Every romance story is exactly the same: There are two people-- usually single-- who meet by chance, woo each other for 300-or-so pages; then have sex, get married, and live happily ever after (but not before a final confrontation between the new lover and the abusive-yet-clingy ex-lover who has "changed" and "wants him/her back").
A lobotomized Myspace camwhore could develop a better plot than most of the authors1 who write these horribly idealistic novels.
I could go on for several pages about how the morons who write these mind-dump stories are uncreative, talentless hacks, but that energy is better spent getting to the heart of the problem: the impact these formulaic stories have on the mindsets of impressionable women.
Thanks to shitty romance novels, guys are expected to act a certain way when trying to get laid: Instead of the up-front, effective "Let's fuck like animals!" approach that would eliminate social tension, we're expected to be everything a contrived character from some shitty book emulates.
Guess what, bitch? My name isn't Prince Charming! What you see is what you get.
If you happen to be a self-proclaimed "hopeless romantic," allow me to let you in on a little secret. This is just between me, you, and anyone with a functional brain:
The reason lonely, bitter housewives with sandy vaginas write these impossibly-ideal romance novels-- and also the reason they sell so well-- is because the "perfect man" is a work of fiction. He does not exist!
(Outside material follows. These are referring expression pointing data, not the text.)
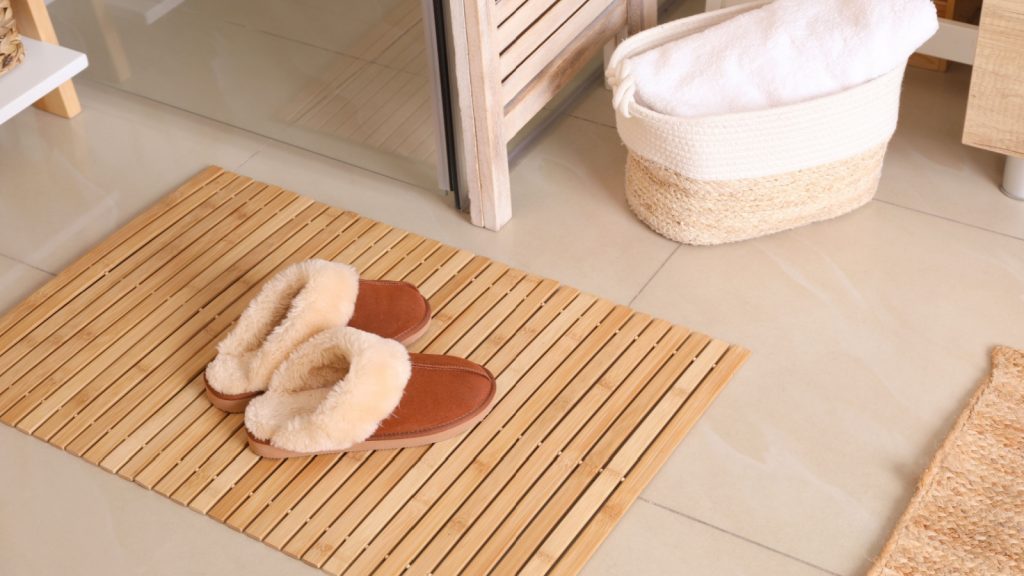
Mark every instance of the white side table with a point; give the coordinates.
(44, 77)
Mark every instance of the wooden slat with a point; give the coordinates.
(515, 49)
(107, 362)
(554, 65)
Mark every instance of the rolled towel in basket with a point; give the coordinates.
(785, 52)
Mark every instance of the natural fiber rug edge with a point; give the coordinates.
(1008, 364)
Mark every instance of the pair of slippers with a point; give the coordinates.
(317, 362)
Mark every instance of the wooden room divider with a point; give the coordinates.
(511, 57)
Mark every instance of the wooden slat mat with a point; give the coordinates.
(107, 360)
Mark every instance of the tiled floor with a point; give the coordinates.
(868, 332)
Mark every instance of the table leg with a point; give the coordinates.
(1013, 177)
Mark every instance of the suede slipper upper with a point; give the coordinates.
(298, 302)
(346, 389)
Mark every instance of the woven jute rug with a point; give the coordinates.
(105, 362)
(968, 515)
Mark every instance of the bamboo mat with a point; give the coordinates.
(105, 362)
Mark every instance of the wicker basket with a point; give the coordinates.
(734, 176)
(11, 49)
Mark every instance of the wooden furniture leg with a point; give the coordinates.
(34, 22)
(1013, 177)
(483, 153)
(994, 117)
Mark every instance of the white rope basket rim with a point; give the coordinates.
(733, 146)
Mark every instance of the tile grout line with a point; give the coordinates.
(733, 534)
(655, 273)
(947, 218)
(251, 132)
(246, 161)
(27, 264)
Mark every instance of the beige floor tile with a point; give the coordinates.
(595, 106)
(62, 516)
(928, 169)
(17, 281)
(570, 217)
(654, 541)
(246, 64)
(69, 183)
(868, 334)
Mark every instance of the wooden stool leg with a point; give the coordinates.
(34, 22)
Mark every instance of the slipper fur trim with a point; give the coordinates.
(303, 411)
(299, 301)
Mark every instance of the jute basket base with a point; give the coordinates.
(709, 212)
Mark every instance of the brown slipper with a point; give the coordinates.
(301, 300)
(347, 391)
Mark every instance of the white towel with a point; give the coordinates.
(785, 52)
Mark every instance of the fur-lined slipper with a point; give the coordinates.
(299, 301)
(345, 391)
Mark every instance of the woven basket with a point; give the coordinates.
(734, 176)
(11, 49)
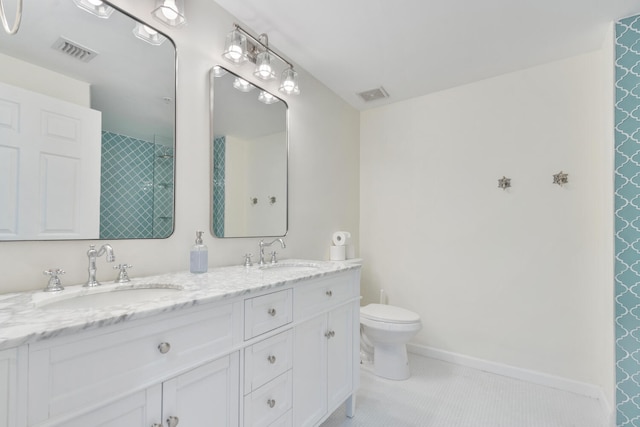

I'd love hate to shatter your self-conceived illusion, but it's the god damn truth. Men are pigs. If you're a woman who reads/writes these masterfeces and you can't rationalize this simple fact, consider licking pussy.
Sadly, it's not just women, either. There are just as many "hopeless romantic" men2 and they're just as stupid as the women.
The only acceptable way to use romance in a story is to build up a possible romantic pairing, make the two people seem so perfect for each other... then suddenly smash it completely and utterly without any hope of repair. (If you use death as the tragic force, it's best to keep one character alive so nobody tries to come to terms with the tragedy using the "united in the next life" cop-out.)